Regional

Marília perde R$ 18 mi do orçamento

Davi Venturino
| Tempo de leitura: 3 min

Marília - A prefeitura de Marília (100 quilômetros de Bauru) vai fazer um corte nos investimentos previstos para o município no orçamento de 2007. A medida foi tomada pelo prefeito Mário Bulgareli (PSDB) para compensar o rombo de R$ 18 milhões, que deixarão de ser arrecadados em impostos neste ano.

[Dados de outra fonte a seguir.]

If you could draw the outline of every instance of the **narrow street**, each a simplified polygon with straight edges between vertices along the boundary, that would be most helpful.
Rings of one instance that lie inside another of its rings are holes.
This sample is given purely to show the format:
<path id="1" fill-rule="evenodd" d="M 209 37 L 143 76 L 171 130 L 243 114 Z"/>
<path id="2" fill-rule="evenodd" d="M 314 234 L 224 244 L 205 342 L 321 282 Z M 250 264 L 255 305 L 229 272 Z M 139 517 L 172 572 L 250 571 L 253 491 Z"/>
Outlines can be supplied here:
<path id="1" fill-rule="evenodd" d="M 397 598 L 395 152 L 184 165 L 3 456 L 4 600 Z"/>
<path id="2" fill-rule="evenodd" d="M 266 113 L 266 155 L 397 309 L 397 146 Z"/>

Com exceção das áreas de Saúde, Educação e Promoção Social, todos os demais setores da administração sofrerão cortes.

A receita de R$ 18 milhões já estava prevista no orçamento de 2007, estimado em cerca de R$ 320 milhões (entre investimentos diretos e indiretos), segundo informou assessoria de imprensa da prefeitura.

Em setembro do ano passado o Tribunal de Justiça considerou ilegal a cobrança, no mesmo carnê do Imposto Predial e Territorial Urbano (IPTU), das taxas de conservação e limpeza, iluminação e combate ao incêndio. Para tentar não perder a fonte de receita, o Executivo enviou um projeto de lei à Câmara que previa a cobrança dos impostos desvinculado do IPTU, mas a medida foi rejeitado pelos vereadores.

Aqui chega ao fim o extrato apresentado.